A Inovalab, do Rio de Janeiro, foi a melhor no Desafio DL (Divisão Luxo). A ideia era incentivar o uso dos produtos de luxo do Grupo L’Oréal, explorando ocasiões específicas e especiais. A Points Rocket, com sede no Rio Grande do Norte, venceu o Desafio DPP (Divisão Produtos Profissionais). A proposta era difundir informações sobre as marcas L’Oréal Professionnel entre profissionais de salão de beleza, de forma acessível, engajadora, simples e completa. 
 
A Neostore, destaque da Beautyhack, é uma startup de tecnologia direcionada a soluções e inovações para o varejo.
Criada para participar do hackathon da L’Oréal, a startup é fruto da união de Fabíola Paes (especialista em varejo e estratégias de omnichannel), Daniel Koleski (designer), Carlos Balsalobre (desenvolvedor Web) e Luis de Souza (desenvolvedor mobile). Depois da maratona, o time passou a contar com Rafaele Medeiros, que assumiu o posto de diretora de marketing.
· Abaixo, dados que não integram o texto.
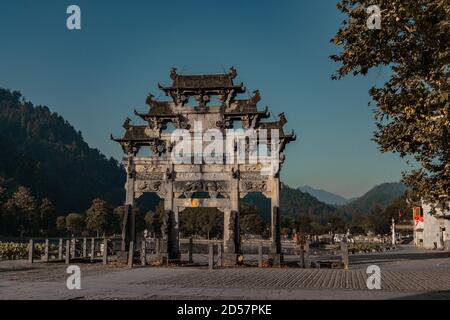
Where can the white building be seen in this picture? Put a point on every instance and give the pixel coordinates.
(431, 230)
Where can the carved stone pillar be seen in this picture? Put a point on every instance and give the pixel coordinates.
(172, 233)
(275, 256)
(129, 218)
(231, 232)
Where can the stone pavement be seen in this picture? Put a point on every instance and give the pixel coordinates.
(408, 273)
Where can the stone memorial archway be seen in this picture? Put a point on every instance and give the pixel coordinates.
(242, 170)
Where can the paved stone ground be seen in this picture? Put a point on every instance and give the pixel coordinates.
(406, 273)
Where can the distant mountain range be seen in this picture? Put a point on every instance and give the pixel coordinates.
(43, 152)
(324, 196)
(382, 195)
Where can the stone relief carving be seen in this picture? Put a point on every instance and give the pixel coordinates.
(148, 172)
(254, 186)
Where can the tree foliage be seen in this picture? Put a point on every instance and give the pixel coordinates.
(412, 108)
(99, 217)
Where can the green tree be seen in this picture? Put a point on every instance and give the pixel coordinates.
(412, 108)
(75, 224)
(23, 206)
(48, 217)
(61, 224)
(99, 217)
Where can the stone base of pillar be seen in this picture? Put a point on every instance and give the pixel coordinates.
(122, 257)
(230, 259)
(275, 259)
(174, 256)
“O objetivo proposto pela L’Oréal era desenvolver uma experiência de compra assistida de produtos Maybelline em mobile, que aumentasse o uso e o conhecimento de toda a linha. A ideia é que o aplicativo possa ser usado de forma associada à orientação de especialistas da empresa, espalhados em quiosques e pontos de venda em todo o país”, explica Fabíola.O app para a Maybelline será lançado no primeiro semestre deste ano.
 
A Neostore também está dando suporte aos projetos do Boti Lab, área de inovação recentemente criada pelo Grupo Boticário. “O objetivo é fornecer uma plataforma mobile que integre experiência de compra on-line e off-line, aumente a conversão de vendas e promova o engajamento do público, por meio de uma moderna experiência de compra”, comenta Rafaele.
 
“A ferramenta trabalha em conjunto com plataformas de e-commerce e sistemas ERP [Enterprise Resource Planning ou Sistema de Gestão Empresarial, um software corporativo que tem como principal função apoiar empresas no controle total de suas informações], permitindo que as marcas varejistas ofereçam aos clientes a conveniência de comprar em qualquer lugar, a qualquer hora, de forma prática e fácil”, acrescenta.